Sentiment Analysis Training with Integrated Deployment

You need to consider carefully the function of each node, and what it is they are doing.

In the case of the Cell Splitter, it doesn’t matter that it has a column dimension of 2405, since that node is performing as intended. The important bit happens in the Column Filter, where extraneous columns (like text and sentiment, etc) should be removed as I showed above. You only want the columns with titles like Text_Arr* coming out of this node, so that you get the proper dimensionality of 2400 being fed to the neural network.

Between the Strings to Document node and the output of the Text Preprocessing node, the number of columns changes from 3 to 4 because an additional column is added - “Preprocessed Document” - as a result of all the things that are happening inside the component (filtering, stemming, and so on). This is working as designed.
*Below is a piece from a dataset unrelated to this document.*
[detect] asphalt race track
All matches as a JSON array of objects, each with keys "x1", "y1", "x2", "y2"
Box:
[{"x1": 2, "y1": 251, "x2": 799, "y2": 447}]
The number of columns after Zero Pad is much larger because the words in the document has been converted into a numeric representation, one column for each word (or token).

You are getting 2402 columns after the Zero Pad for reasons I explained above. You can fix that in the Column Filter node.

Also, I just wanted to step back for a moment and mention that starting your KNIME journey by combining both deep learning and text analytics is very advanced. If you’re getting frustrated, it might be beneficial to start with some of our L1 / L2 training courses and work up to this point.

You can find more information about our course offerings here:

2 Likes

Thank you for your suggestion.

Many thanks for your help with this workflow it now executes almost to the end.

Unfortunately the last node (Scorer) does not have the data columns to compare.

I have tried to find where this occured, but without success, please help.

I have uploaded the workflow.

Hi @stockdaa -

Oddly, I can no longer see your workflow on the Hub when I search for your username. Did you delete it by accident?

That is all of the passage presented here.